Indonesia dan Jepang kembali menegaskan komitmen untuk memperdalam kerja sama pertahanan, khususnya di sektor maritim, melalui pertemuan tingkat tinggi di Jakarta. Menteri Pertahanan Republik Indonesia Sjafrie Sjamsoeddin menerima kunjungan kehormatan Chief of Staff Japan Maritime Self-Defense Force (JMSDF), Laksamana Saito Akira, di Kantor Kementerian Pertahanan, pada Kamis.
Dalam pertemuan tersebut, Sjafrie menyampaikan apresiasi atas terselenggaranya Navy Dialogue Indonesia–Jepang yang digelar di Jakarta pada 20 Januari 2026. Forum tersebut dinilai menjadi platform strategis untuk memperkuat pertukaran pandangan, koordinasi kebijakan, serta peningkatan kerja sama antara angkatan laut kedua negara.
Pembahasan kedua pihak mencakup sejumlah agenda utama, mulai dari kerja sama alat utama sistem persenjataan (alutsista), pengembangan teknologi pertahanan, hingga peluang pelaksanaan latihan bersama, termasuk dalam format multilateral.
Di luar sektor pertahanan, Jepang menjadi salah satu mitra ekonomi utama Indonesia.
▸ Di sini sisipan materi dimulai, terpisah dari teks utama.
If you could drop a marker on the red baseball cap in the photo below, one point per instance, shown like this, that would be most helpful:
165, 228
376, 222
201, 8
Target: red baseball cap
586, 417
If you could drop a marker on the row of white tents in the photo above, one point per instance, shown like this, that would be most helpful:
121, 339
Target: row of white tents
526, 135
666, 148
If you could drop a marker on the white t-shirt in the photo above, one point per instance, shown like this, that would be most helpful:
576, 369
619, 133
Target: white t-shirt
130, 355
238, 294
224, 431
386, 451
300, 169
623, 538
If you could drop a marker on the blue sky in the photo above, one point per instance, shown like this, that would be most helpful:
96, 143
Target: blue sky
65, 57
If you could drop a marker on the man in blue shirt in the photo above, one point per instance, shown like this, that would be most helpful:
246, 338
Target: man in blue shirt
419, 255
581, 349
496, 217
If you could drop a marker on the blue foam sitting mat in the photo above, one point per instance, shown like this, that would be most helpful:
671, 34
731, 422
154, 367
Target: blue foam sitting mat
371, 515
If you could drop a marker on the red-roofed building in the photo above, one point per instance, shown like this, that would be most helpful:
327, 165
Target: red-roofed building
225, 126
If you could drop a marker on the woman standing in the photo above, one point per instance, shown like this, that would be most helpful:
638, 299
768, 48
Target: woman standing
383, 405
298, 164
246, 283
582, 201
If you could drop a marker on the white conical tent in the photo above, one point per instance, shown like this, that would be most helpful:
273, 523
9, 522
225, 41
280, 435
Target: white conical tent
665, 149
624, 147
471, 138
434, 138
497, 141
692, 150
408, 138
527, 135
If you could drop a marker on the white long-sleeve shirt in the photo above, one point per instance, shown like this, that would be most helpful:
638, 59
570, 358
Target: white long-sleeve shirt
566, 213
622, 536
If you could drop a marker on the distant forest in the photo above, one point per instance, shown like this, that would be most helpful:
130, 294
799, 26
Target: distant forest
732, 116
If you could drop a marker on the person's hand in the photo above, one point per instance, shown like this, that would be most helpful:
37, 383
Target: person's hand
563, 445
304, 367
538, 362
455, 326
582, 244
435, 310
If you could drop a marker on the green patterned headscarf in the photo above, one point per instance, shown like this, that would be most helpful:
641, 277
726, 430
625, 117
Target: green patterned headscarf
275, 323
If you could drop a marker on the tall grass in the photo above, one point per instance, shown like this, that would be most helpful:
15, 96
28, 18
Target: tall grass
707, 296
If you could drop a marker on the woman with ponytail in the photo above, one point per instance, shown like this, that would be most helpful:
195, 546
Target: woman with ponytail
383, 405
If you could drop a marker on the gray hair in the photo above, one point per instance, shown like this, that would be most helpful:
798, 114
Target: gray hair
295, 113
Kontribusi Jepang melalui skema Official Development Assistance (ODA), termasuk dukungan pembiayaan proyek Mass Rapid Transit (MRT) Jakarta. Selain itu, investasi Jepang juga tercatat masuk ke berbagai proyek strategis, seperti pelabuhan, pembangkit listrik, dan infrastruktur lainnya.
Pertemuan ini juga menegaskan kesamaan pandangan Indonesia dan Jepang mengenai pentingnya menjaga stabilitas serta keamanan kawasan Indo-Pasifik. Dialog pertahanan yang berkelanjutan dipandang sebagai instrumen penting untuk mendorong transparansi, kerja sama praktis, dan stabilitas regional.
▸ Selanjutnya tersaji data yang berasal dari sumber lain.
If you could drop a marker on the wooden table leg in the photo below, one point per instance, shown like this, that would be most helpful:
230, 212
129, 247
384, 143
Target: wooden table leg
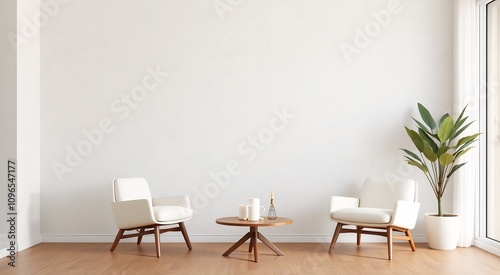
254, 231
237, 244
270, 244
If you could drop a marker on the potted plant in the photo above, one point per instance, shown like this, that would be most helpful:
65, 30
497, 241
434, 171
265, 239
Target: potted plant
438, 151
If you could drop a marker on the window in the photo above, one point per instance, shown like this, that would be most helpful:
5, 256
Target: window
492, 121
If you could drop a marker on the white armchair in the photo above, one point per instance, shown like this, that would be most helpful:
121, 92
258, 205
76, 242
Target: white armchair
384, 203
135, 210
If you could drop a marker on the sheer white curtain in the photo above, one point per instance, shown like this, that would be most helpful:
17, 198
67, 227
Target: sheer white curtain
466, 92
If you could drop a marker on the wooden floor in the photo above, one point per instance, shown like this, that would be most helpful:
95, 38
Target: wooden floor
206, 258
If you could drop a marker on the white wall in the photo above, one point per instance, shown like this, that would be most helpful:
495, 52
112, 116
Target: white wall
229, 72
7, 105
28, 124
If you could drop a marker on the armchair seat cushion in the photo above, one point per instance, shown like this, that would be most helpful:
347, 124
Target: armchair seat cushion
171, 213
363, 215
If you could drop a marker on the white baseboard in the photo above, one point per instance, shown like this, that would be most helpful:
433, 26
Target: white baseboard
200, 238
487, 245
203, 238
22, 245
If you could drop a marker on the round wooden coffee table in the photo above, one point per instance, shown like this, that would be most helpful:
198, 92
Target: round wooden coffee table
254, 233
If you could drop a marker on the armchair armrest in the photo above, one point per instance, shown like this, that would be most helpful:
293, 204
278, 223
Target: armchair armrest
339, 202
181, 200
405, 214
133, 213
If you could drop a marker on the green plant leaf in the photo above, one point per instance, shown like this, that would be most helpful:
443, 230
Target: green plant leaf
422, 126
467, 139
465, 145
429, 153
426, 117
446, 159
418, 165
455, 168
461, 153
445, 130
415, 137
411, 154
427, 139
459, 131
442, 119
441, 150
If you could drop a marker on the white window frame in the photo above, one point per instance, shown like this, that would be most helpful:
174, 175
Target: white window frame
480, 239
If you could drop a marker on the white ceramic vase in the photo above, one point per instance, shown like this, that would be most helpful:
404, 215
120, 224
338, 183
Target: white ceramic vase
442, 232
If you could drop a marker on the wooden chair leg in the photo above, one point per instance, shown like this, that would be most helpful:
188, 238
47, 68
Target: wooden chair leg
185, 235
335, 236
389, 242
410, 240
139, 238
117, 239
157, 240
358, 234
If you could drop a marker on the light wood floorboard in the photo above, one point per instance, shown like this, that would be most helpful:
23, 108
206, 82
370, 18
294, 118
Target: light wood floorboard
206, 258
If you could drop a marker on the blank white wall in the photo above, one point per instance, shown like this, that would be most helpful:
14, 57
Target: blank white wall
8, 135
28, 125
348, 75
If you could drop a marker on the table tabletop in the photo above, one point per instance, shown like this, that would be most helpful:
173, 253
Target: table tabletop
235, 221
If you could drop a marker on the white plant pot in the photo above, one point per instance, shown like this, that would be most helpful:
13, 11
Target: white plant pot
442, 232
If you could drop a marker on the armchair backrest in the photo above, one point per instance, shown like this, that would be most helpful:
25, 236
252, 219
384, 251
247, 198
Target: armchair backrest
126, 189
381, 192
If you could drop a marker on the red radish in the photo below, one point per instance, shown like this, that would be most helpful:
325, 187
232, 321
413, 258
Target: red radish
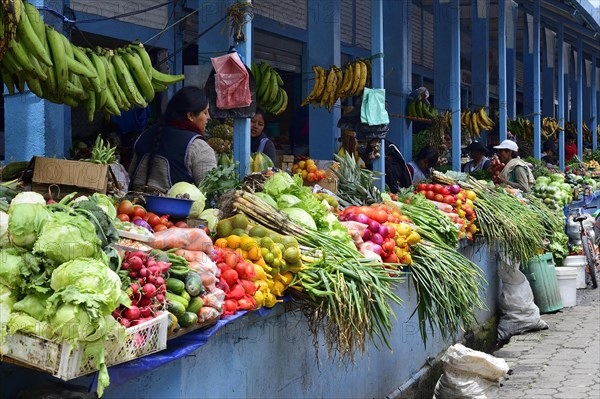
124, 322
149, 290
230, 276
133, 313
146, 311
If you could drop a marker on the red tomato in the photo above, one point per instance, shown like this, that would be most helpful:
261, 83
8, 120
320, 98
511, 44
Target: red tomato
160, 227
138, 210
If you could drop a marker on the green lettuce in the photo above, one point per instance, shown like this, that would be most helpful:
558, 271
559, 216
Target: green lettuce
25, 223
66, 237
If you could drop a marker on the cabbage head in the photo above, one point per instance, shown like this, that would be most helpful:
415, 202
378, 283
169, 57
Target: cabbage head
193, 192
66, 237
25, 223
4, 240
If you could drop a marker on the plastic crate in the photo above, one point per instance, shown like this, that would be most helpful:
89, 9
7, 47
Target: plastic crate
66, 363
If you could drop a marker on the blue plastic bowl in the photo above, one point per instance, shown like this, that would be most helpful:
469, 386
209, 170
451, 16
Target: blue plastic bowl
176, 207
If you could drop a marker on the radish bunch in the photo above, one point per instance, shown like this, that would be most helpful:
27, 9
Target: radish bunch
146, 288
Dalam kesempatan itu, kedua pihak menyoroti pentingnya peningkatan kapasitas sumber daya manusia melalui pertukaran pengetahuan dan pengalaman di bidang pertahanan maritim.
Pertemuan tersebut turut dihadiri sejumlah pejabat Kementerian Pertahanan RI, termasuk Kepala Badan Logistik Pertahanan dan Direktur Jenderal Strategi Pertahanan.